Il n’est ni ministre ni responsable d’une quelconque institution publique et les oreilles sont donc moins bouchées face à ses paroles. Lui, c’est le Dr Bekkat-Berkani, président du Conseil de l’Ordre national des médecins, dont l’intervention, hier, sur les ondes de la radio Chaîne III était percutante. Loin des discours creux et des fanfaronnades, il a touché plusieurs points sensibles en relation avec la situation sanitaire du pays.
Nombreux sont ceux qui l’ont dit, et au moins pensé, et le Dr Bekkat est venu le confirmer avec ses propres termes. Il s’agit de la dernière campagne de vaccination contre la Covid-19 qui était «auréolée» par le slogan de «Big Day». Lancée en grandes pompes, les résultats sont bien loin des espoirs. La tendance baissière des contaminations n’explique que très peu la non-mobilisation des Algériens. Le président du Conseil de l’Ordre national des médecins pointe du doigt la communication choisie.
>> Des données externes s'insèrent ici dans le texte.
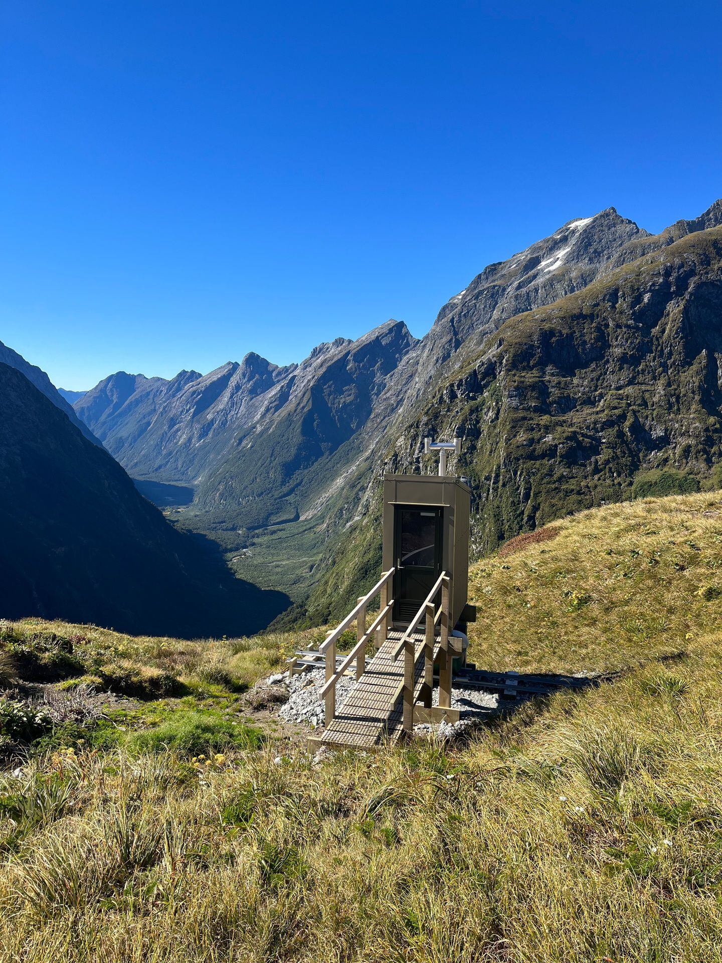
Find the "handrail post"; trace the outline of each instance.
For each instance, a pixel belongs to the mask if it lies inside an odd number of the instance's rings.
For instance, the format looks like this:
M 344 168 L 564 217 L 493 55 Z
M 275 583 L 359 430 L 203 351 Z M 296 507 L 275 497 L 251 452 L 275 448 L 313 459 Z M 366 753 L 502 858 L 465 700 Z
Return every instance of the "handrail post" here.
M 336 640 L 334 639 L 325 651 L 325 681 L 328 682 L 336 674 Z M 327 727 L 336 717 L 336 687 L 331 686 L 325 694 L 325 717 L 323 724 Z
M 414 664 L 416 647 L 413 638 L 403 646 L 403 731 L 411 734 L 414 729 Z
M 383 612 L 383 610 L 389 604 L 389 598 L 391 597 L 391 591 L 390 591 L 390 587 L 389 587 L 389 582 L 390 581 L 391 581 L 390 579 L 386 579 L 384 581 L 384 584 L 381 586 L 381 601 L 380 601 L 381 612 Z M 388 617 L 386 617 L 386 618 L 383 619 L 383 621 L 381 622 L 381 624 L 378 627 L 378 648 L 379 649 L 381 648 L 381 646 L 383 645 L 383 643 L 386 641 L 386 637 L 388 636 L 388 634 L 389 634 L 389 619 L 388 619 Z
M 363 602 L 364 596 L 360 596 L 359 602 Z M 366 635 L 366 606 L 359 610 L 356 616 L 356 641 L 360 642 Z M 366 646 L 364 645 L 356 656 L 356 682 L 364 674 L 366 669 Z
M 449 645 L 451 631 L 451 579 L 446 576 L 441 583 L 441 646 L 439 651 L 439 708 L 451 707 L 452 653 Z
M 422 702 L 426 709 L 431 708 L 431 692 L 434 686 L 434 607 L 426 604 L 426 627 L 424 644 L 424 689 Z

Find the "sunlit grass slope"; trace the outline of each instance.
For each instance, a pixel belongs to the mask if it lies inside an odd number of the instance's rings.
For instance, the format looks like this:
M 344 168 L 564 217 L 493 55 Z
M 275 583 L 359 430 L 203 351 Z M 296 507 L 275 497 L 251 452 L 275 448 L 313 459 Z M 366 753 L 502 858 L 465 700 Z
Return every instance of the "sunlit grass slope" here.
M 717 511 L 614 506 L 477 566 L 478 664 L 620 674 L 465 745 L 31 746 L 0 786 L 0 957 L 722 960 Z
M 485 668 L 599 672 L 678 651 L 720 624 L 722 494 L 623 502 L 521 535 L 474 567 L 470 594 Z

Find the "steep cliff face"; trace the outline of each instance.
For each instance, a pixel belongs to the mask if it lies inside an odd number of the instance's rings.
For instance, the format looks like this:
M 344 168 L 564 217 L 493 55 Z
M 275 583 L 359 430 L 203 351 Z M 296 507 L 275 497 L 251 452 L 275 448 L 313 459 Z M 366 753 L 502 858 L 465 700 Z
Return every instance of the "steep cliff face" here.
M 35 385 L 35 387 L 38 388 L 38 390 L 43 394 L 45 398 L 47 398 L 47 400 L 56 406 L 56 408 L 70 419 L 73 425 L 86 436 L 86 438 L 89 439 L 89 441 L 92 441 L 96 445 L 98 444 L 98 439 L 82 421 L 82 419 L 78 418 L 68 402 L 61 395 L 45 372 L 37 365 L 30 364 L 30 362 L 26 361 L 21 354 L 18 354 L 17 351 L 13 351 L 12 348 L 8 348 L 8 346 L 4 345 L 2 341 L 0 341 L 0 364 L 7 364 L 11 368 L 15 368 L 17 371 L 21 372 L 30 383 Z
M 298 473 L 365 426 L 415 344 L 405 325 L 391 321 L 357 341 L 320 345 L 285 368 L 251 353 L 171 380 L 119 372 L 76 408 L 136 478 L 193 483 L 195 509 L 259 526 L 301 510 L 315 476 Z
M 463 438 L 451 470 L 474 490 L 474 549 L 632 494 L 659 471 L 689 488 L 722 461 L 722 229 L 658 243 L 581 291 L 457 351 L 363 486 L 357 520 L 314 591 L 336 611 L 377 570 L 384 470 L 427 472 L 426 435 Z M 661 235 L 658 236 L 661 238 Z M 341 608 L 343 608 L 343 604 Z
M 358 341 L 317 348 L 259 399 L 234 451 L 199 484 L 199 508 L 232 506 L 246 526 L 297 517 L 415 344 L 404 324 L 390 321 Z
M 194 638 L 263 628 L 286 604 L 176 532 L 111 455 L 0 364 L 0 613 Z

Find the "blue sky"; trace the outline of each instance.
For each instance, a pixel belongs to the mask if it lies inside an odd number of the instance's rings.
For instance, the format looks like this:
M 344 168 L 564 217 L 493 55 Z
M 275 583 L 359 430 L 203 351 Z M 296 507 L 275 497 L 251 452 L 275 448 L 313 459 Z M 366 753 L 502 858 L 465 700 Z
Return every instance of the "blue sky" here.
M 487 263 L 722 195 L 722 5 L 5 0 L 0 340 L 56 384 L 421 335 Z

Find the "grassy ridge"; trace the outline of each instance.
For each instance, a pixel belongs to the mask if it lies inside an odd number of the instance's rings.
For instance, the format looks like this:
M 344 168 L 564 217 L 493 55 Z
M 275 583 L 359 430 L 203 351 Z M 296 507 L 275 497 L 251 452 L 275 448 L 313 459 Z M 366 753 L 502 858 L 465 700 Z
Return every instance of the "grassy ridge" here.
M 718 494 L 614 506 L 477 566 L 477 664 L 619 675 L 466 744 L 31 749 L 0 786 L 0 955 L 722 960 L 720 512 Z M 272 653 L 244 644 L 250 681 Z M 202 646 L 139 646 L 203 674 Z

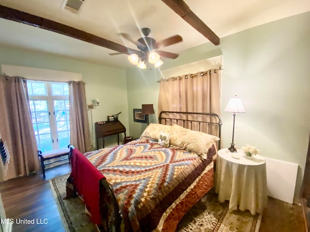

Selon lui, il aurait été préférable d’impliquer dans cette campagne les footballeurs de la sélection nationale dont l’impact aurait été sans aucun doute prépondérant.
Le Dr Bekkat n’a pas omis d’appeler à une campagne médiatique «sans précédent». Selon lui, cela implique le lancement de débats sur les médias audiovisuels. Même s’il ne l’a pas exprimé ouvertement, cet appel vient confirmer que le paysage médiatique actuel est loin, très loin, des exigences du moment. Il suffit de voir le contenu des nombreuses chaînes de télévision (privées ou publiques) pour constater que la propagande est omniprésente, mais l’information qui peut susciter l’intérêt des citoyens est quasiment inexistante.
S’il y a de nombreux Algériens non convaincus encore par la vaccination, c’est, selon le président du Conseil de l’Ordre national des médecins, essentiellement dû au manque d’informations et à la faiblesse des «forces» de persuasion.
L’occasion de mettre sur le tapis l’importance d’une réelle ouverture du champ médiatique en Algérie, que certains présentent comme un luxe à conjuguer (peut-être) au futur. Et ici, les campagnes de vaccination ne sont pas les seules à devoir inciter à moins de restrictions et plus de liberté. Au même titre que les malades de la Covid-19, la parole a également besoin d’oxygène.